Corporate Australia is worried about a pending credit crunch

(Photo by Win McNamee / Getty Images)
  • A survey by consulting firm Ernst & Young shows mid-size Australian companies now see reduced access to credit as their top external risk.
  • The latest results come in the wake of further regulatory oversight of the banking sector, led by the ongoing Royal Commission..
  • EY’s Rob Dalton said good regulation also needs to encourage a positive growth environment for mid-size Australian companies.

Australian companies are increasingly concerned about a lack of available credit to boost growth, as domestic banks tighten lending standards amid increased regulatory oversight.

A survey by accounting and consultancy firm Ernst & Young showed reduced access to credit was now ranked as the biggest external threat for middle-size companies.

Around one quarter (24%) of those surveyed highlighted it as a risk, up from just 6% in 2017. The survey was carried out for companies with revenues between $US1 million to $US3 billion.

EY’s Rob Dalton, who commissioned the survey, said the responses stem from “a real perception that banks have started a pre-emptive lending crackdown”.

“We’re continuing to see the impact of increased regulation of financial services driven by continued post-GFC measures and an increased focused on culture and conduct through activities like the Royal Commission,” Dalton said.

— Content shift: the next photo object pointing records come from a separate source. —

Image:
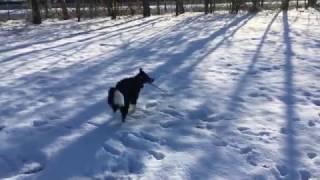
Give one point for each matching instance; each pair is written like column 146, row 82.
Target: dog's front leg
column 132, row 108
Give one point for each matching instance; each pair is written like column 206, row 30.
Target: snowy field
column 243, row 102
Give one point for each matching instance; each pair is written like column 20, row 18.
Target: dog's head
column 144, row 77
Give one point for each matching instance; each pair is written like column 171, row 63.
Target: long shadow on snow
column 38, row 149
column 93, row 38
column 291, row 151
column 100, row 67
column 235, row 98
column 64, row 37
column 232, row 106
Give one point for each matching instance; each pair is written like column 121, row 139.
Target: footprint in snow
column 157, row 155
column 311, row 123
column 169, row 124
column 113, row 147
column 31, row 168
column 151, row 104
column 39, row 123
column 172, row 113
column 305, row 175
column 283, row 170
column 316, row 102
column 149, row 137
column 311, row 155
column 218, row 142
column 245, row 150
column 241, row 129
column 2, row 127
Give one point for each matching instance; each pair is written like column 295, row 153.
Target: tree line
column 114, row 8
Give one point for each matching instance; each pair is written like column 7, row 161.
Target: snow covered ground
column 243, row 102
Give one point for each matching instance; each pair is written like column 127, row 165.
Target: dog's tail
column 115, row 98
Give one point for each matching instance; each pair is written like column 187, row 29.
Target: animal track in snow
column 113, row 147
column 2, row 127
column 151, row 104
column 157, row 155
column 149, row 137
column 39, row 123
column 218, row 142
column 305, row 175
column 311, row 123
column 283, row 170
column 245, row 150
column 168, row 124
column 316, row 102
column 241, row 129
column 172, row 113
column 31, row 168
column 311, row 155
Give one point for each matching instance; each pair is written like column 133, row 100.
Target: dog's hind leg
column 124, row 112
column 114, row 108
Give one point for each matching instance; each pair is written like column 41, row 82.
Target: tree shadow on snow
column 291, row 152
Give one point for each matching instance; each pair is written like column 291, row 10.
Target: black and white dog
column 126, row 93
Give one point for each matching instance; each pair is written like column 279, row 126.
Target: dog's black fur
column 130, row 89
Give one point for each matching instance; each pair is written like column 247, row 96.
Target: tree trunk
column 111, row 6
column 165, row 6
column 146, row 8
column 64, row 9
column 36, row 17
column 285, row 5
column 78, row 10
column 158, row 7
column 179, row 7
column 312, row 3
column 206, row 6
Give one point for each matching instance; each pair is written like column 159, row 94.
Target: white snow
column 243, row 99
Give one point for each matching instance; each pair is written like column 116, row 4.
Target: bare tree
column 206, row 6
column 146, row 8
column 78, row 10
column 64, row 9
column 285, row 5
column 158, row 7
column 312, row 3
column 36, row 16
column 111, row 6
column 179, row 7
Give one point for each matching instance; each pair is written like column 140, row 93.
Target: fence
column 20, row 9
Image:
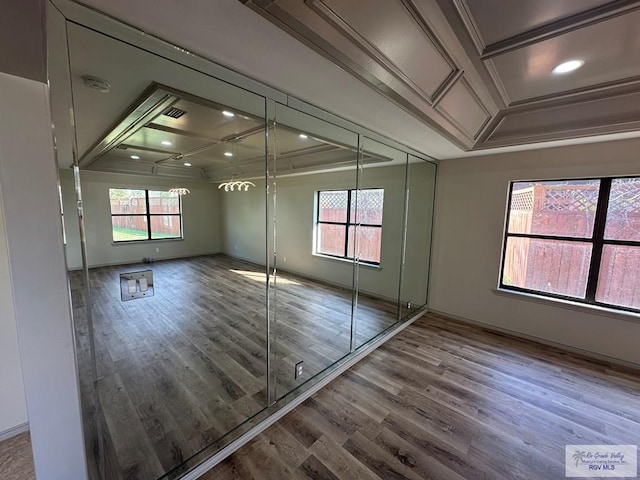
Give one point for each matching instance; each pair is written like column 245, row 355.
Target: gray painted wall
column 243, row 220
column 201, row 223
column 22, row 39
column 470, row 213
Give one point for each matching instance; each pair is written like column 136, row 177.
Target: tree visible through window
column 576, row 239
column 349, row 218
column 144, row 215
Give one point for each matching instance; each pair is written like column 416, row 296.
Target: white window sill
column 346, row 261
column 576, row 306
column 145, row 242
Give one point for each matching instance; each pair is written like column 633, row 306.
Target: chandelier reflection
column 236, row 184
column 179, row 191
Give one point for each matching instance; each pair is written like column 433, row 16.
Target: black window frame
column 348, row 223
column 597, row 241
column 148, row 216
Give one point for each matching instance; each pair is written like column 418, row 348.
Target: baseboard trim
column 211, row 462
column 141, row 261
column 12, row 432
column 543, row 341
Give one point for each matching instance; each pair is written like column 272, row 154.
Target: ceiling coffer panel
column 460, row 105
column 389, row 44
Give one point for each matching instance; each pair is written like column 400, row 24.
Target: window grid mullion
column 146, row 196
column 346, row 233
column 598, row 239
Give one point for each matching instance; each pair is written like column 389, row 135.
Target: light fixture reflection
column 566, row 67
column 236, row 184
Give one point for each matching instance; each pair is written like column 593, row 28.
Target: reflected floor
column 178, row 370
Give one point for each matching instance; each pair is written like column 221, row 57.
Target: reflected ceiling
column 172, row 133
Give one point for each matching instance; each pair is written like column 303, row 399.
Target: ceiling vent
column 174, row 112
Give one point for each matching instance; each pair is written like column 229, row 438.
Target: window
column 144, row 215
column 347, row 217
column 575, row 239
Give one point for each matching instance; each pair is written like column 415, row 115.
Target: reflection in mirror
column 314, row 172
column 421, row 180
column 173, row 335
column 377, row 234
column 218, row 265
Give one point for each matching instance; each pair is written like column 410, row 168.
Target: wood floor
column 448, row 401
column 16, row 459
column 178, row 370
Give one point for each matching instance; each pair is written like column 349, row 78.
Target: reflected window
column 138, row 215
column 350, row 221
column 576, row 239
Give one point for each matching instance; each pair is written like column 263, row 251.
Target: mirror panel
column 315, row 171
column 177, row 311
column 223, row 239
column 421, row 179
column 376, row 237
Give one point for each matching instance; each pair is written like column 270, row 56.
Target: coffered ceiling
column 480, row 71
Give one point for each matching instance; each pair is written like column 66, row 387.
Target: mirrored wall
column 228, row 249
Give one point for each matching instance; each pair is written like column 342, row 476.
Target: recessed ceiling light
column 568, row 66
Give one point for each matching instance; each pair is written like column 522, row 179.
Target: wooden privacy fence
column 133, row 211
column 563, row 266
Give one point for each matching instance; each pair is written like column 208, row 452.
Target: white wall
column 200, row 209
column 470, row 211
column 28, row 183
column 13, row 410
column 243, row 219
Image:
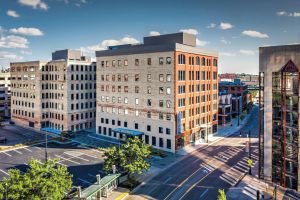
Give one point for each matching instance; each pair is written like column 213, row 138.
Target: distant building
column 5, row 94
column 225, row 108
column 279, row 69
column 56, row 95
column 165, row 91
column 237, row 89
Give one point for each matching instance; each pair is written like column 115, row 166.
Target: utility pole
column 238, row 111
column 46, row 152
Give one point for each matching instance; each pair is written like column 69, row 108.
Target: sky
column 33, row 29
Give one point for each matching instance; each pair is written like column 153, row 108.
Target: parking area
column 17, row 135
column 83, row 162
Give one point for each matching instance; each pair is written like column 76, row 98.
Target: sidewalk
column 223, row 131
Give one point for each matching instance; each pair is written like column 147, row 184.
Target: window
column 181, row 75
column 168, row 77
column 149, row 77
column 149, row 102
column 161, row 60
column 161, row 90
column 168, row 103
column 181, row 59
column 147, row 139
column 168, row 143
column 161, row 142
column 153, row 141
column 168, row 60
column 160, row 129
column 181, row 102
column 161, row 77
column 161, row 103
column 136, row 62
column 168, row 90
column 148, row 90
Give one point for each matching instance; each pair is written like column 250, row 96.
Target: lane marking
column 85, row 181
column 27, row 149
column 67, row 159
column 17, row 151
column 203, row 193
column 4, row 172
column 6, row 153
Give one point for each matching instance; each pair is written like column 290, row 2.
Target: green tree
column 41, row 181
column 222, row 195
column 130, row 157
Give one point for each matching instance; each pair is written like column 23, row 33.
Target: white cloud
column 12, row 13
column 36, row 4
column 211, row 25
column 201, row 42
column 105, row 43
column 9, row 56
column 225, row 41
column 154, row 33
column 190, row 31
column 12, row 41
column 225, row 26
column 227, row 54
column 255, row 34
column 292, row 14
column 247, row 52
column 26, row 52
column 27, row 31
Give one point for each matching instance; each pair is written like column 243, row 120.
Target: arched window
column 181, row 59
column 215, row 62
column 203, row 61
column 197, row 60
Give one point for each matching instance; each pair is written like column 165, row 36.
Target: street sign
column 250, row 162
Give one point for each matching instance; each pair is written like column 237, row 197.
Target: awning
column 51, row 130
column 128, row 131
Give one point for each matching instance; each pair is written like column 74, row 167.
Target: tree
column 222, row 195
column 130, row 157
column 41, row 181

“While it’s important the sector is well regulated, we need to make sure we’re providing a framework that encourages growth for our middle-market companies, the engine of our economy.”

Concerns around tighter lending standards have been raised often so far in 2018, but generally in relation to a slowdown in home loans rather than business lending.

In response to tighter lending standards, the EY survey results showed that more local companies are considering alternative measures to fund growth.

Around three-quarters of the mid-size Australian companies surveyed said they had considered an initial public offering (IPO) to raise cash — a “significantly higher” result than their global peers, where less than half of respondents had looked into an IPO.

In addition, “there’s a huge amount of private capital out there looking for a home, and middle-market businesses are looking to access this to fund their growth,” Dalton said.

Half of the Australian companies surveyed said a company tax cut was a good idea to boost growth, which was again well above the international average.

Reports over the weekend suggested the Turnbull government may look to tweak its company tax-cut proposal, after losing ground to Labor in Saturday’s by-election results.

“It’s important we ask ourselves why Australian firms are concerned about cash-flow, credit availability and corporate taxes – we need regulatory conditions which promote growth rather than dampening it,” Dalton said.

“We need to afford these businesses every opportunity to expand, create jobs and create wealth that can be shared throughout the community.”